Metagenomic Data Handling and Analysis Challenges
Source: Janet Jansson
Better algorithms, new bioinformatics tools, and “terabytes” of computer storage are required to accommodate metagenomic sequence data from analysis of soil samples.
Although the sequencing of DNA is no longer a bottleneck, large amounts of sequence data generated from analyzing highly diverse soil communities are proving a challenge to accommodate. This issue is exacerbated by the need to cope with short reads—for example, 75-125 bp—that arise from analyses using the Illumina instrument. Thus, better algorithms, new bioinformatics tools, and "terabytes" of computer storage are required.
Increased access to supercomputers, such as the National Energy Research Scientific Computing Center (NERSC) at the Lawrence Berkeley National Laboratory, can help. For instance, Jansson’s team used NERSC to perform BLASTX of permafrost metagenome data they had gathered (190 million reads, with approximately 50 gigabases of Illumina 113 bp x 2 paired end sequences). This analysis took ~800,000 core hours, or the equivalent of more than 85 computer years, which lasted 2 weeks using the NERSC supercomputer and nodes at JGI. Cloud computing will further help to reduce this bottleneck.
Another challenge is the large numbers of errors that different sequencing platforms generate. How can we differentiate sequencing errors from microheterogeneity within DNA samples from soil microbial communities? Also, there can be difficulties with different steps in sample processing. For example, each DNA extraction procedure can introduce its own bias with respect to sample loss or preferential lysis of some members of the microbial community over others. Ideally, different laboratories should each use the same extraction protocol, but despite the availability of commercial kits, laboratories typically follow their own DNA extraction methods.
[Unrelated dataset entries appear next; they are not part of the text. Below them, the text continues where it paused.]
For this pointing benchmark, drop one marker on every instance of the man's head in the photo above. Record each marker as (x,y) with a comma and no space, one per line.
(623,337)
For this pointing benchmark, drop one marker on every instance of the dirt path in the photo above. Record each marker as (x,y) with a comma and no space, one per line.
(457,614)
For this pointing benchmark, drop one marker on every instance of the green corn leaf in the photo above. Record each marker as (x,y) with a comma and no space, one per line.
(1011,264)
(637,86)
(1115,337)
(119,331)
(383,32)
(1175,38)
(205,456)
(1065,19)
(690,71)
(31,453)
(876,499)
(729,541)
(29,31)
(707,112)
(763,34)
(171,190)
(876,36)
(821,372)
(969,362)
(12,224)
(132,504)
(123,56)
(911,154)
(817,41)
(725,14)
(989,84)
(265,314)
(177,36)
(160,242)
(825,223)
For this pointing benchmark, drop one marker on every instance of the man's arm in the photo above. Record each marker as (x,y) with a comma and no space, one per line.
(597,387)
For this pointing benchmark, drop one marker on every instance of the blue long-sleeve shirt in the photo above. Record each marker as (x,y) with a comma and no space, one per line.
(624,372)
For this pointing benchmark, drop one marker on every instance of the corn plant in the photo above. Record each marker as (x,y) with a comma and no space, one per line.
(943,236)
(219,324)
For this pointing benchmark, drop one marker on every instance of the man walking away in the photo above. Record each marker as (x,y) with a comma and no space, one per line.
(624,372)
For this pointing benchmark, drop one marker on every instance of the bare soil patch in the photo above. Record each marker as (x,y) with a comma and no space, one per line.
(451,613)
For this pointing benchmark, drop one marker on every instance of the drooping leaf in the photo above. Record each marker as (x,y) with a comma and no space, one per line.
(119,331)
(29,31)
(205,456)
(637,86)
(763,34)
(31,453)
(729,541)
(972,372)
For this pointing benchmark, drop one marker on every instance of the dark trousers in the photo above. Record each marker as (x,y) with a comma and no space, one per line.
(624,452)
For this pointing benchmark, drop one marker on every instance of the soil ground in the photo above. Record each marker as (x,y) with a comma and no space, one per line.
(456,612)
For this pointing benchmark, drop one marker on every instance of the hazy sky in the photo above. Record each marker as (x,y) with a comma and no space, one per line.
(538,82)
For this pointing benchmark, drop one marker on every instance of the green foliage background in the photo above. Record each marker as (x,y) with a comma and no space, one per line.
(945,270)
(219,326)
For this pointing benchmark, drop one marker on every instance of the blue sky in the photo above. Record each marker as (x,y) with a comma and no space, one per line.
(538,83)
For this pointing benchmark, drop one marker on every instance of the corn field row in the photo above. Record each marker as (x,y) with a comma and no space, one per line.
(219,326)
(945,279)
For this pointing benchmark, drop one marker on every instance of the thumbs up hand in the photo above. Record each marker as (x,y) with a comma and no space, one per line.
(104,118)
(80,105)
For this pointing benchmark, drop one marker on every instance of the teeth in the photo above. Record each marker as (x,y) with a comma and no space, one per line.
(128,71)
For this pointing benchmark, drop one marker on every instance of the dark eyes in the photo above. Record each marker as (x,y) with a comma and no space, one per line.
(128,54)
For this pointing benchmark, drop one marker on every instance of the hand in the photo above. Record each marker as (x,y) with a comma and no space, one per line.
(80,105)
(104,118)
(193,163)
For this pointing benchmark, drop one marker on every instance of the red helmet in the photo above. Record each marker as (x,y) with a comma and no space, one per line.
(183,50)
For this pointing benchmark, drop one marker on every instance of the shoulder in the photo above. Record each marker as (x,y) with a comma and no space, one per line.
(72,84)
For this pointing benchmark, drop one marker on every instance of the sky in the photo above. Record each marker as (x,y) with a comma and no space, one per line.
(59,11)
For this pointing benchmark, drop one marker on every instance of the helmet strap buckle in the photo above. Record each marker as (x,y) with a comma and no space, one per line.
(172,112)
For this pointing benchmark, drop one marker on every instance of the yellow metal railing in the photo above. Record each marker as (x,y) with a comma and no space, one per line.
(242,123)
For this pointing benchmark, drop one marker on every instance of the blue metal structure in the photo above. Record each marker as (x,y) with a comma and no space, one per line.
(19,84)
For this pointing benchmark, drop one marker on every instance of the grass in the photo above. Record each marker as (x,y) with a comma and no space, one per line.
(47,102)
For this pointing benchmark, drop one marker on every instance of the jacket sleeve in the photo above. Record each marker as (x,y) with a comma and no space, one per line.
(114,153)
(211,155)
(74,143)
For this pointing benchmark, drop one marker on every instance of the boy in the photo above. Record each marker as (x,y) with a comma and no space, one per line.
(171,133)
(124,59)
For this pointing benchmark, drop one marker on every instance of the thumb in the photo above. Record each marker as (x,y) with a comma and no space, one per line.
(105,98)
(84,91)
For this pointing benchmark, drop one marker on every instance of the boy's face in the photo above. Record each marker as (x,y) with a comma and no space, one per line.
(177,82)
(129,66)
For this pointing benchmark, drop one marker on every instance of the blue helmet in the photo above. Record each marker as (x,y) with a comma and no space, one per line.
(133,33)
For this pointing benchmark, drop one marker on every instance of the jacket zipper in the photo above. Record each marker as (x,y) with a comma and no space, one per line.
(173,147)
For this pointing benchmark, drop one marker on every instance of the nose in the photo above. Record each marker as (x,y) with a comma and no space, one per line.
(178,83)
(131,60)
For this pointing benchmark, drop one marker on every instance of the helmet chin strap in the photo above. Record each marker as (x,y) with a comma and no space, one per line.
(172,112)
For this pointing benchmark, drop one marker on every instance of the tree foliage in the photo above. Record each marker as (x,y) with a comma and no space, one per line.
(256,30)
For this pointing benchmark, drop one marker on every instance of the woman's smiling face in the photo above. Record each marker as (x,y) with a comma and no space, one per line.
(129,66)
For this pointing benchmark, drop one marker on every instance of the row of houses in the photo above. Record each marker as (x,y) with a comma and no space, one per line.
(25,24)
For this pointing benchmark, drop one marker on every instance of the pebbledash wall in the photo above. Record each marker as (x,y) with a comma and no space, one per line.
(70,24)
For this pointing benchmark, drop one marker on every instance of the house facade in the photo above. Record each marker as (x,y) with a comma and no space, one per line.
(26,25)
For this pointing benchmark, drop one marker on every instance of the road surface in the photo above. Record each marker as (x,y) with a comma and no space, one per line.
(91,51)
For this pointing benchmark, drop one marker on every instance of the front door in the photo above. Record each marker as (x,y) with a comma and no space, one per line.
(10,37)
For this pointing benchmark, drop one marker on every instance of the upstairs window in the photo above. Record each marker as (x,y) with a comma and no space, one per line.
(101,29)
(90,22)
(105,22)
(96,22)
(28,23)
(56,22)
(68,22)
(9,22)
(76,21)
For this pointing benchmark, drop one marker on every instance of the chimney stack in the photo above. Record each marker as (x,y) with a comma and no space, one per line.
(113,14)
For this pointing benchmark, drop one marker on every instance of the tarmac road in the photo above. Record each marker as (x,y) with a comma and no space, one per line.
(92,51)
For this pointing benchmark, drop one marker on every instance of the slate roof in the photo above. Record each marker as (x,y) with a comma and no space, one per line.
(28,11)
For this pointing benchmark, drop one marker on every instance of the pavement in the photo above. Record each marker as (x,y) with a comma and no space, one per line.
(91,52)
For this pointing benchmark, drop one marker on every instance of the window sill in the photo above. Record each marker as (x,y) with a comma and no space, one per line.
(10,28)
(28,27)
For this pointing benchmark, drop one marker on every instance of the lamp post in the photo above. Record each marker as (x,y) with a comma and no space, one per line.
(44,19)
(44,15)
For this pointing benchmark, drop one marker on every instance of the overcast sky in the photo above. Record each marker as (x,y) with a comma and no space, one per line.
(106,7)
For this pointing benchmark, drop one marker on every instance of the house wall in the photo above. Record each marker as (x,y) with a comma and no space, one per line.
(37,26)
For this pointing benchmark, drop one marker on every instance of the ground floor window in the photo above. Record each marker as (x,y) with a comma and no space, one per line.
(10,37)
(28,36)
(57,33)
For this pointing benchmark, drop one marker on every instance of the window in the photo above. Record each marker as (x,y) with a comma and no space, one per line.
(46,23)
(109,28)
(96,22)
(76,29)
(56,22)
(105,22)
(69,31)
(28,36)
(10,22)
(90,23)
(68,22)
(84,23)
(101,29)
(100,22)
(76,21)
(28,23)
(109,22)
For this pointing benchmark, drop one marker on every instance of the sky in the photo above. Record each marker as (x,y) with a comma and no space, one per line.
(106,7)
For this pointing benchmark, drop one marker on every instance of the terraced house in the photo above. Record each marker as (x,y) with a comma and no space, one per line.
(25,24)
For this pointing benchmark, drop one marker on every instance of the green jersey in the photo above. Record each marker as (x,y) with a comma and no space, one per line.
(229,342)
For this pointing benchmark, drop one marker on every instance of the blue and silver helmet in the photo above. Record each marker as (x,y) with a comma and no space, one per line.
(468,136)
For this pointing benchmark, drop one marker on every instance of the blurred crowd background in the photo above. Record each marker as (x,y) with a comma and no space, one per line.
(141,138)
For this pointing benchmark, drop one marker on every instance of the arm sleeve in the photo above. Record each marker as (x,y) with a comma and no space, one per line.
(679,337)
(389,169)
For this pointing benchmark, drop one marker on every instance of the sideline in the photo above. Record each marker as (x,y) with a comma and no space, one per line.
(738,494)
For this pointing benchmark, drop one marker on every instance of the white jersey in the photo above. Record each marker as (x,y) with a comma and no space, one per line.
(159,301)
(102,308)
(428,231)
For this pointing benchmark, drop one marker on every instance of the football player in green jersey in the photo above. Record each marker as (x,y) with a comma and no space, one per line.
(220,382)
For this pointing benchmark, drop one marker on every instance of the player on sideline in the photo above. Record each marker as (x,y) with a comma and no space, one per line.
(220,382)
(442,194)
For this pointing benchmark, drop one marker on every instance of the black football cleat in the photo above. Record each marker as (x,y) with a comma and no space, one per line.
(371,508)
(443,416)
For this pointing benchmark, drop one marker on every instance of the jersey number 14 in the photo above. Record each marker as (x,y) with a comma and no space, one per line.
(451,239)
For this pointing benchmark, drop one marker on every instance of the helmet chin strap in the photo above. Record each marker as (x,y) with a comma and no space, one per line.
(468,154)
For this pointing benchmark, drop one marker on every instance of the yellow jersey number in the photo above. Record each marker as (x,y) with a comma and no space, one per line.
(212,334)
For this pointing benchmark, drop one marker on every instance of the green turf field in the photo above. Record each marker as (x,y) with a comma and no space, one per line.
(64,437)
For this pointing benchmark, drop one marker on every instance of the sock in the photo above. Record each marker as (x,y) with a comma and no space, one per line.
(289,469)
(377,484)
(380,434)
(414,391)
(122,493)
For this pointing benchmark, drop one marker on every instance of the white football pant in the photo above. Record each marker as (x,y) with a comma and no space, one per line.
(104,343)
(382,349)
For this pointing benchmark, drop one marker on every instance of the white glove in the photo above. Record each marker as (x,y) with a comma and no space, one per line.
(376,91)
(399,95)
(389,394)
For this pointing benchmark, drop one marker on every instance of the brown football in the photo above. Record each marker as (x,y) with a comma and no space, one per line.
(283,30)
Another problem lies with soil samples that have low biomass or high levels of contaminants such as humic acids that result in low DNA yields. For example, permafrost soils yield relatively little DNA., but amplifying DNA before preparing a library could compensate for this lack. Two DNA-amplifying methods are used: multiple displacement amplification (MDA) and emulsion PCR (emPCR). Of the two, the MDA approach is subject to considerable bias, whereas emPCR should be less biased because each template is separately amplified. However, apparently no investigations have been done directly comparing the two methods.
Sometimes the volume of data falls short for conducting a metagenome analysis. For instance, when Susannah Tringe and coworkers at JGI first assembled soil metagenome data, their efforts failed because the 100 Mbp of sequence data that they collected proved insufficient. They estimated that they would need 2–5 Gbp to obtain draft genome assemblies of the most dominant organisms in soil, and current estimates from analysis of the Great Prairie metagenome data suggest that probably closer to 2 Tbp of data are needed. However, even a relatively low level of coverage was sufficient for some initial comparisons of the soil metagenome from a Minnesota farm to other available metagenome sequence datasets.
Recently, Etienne Yergeau et al. at the National Research Council of Canada produced 1 Gbp (from Yergeau et al 2010: 853 Mb raw data, 533 Mb after filtering) of sequence data from permafrost soil after amplifying their sample via MDA, which introduced considerable bias. Nevertheless, when these data were compared to other metagenome data, DNA extracts from Minnesota farm soil—but not data from marine or other habitats—proved to be most closely related to the permafrost sample.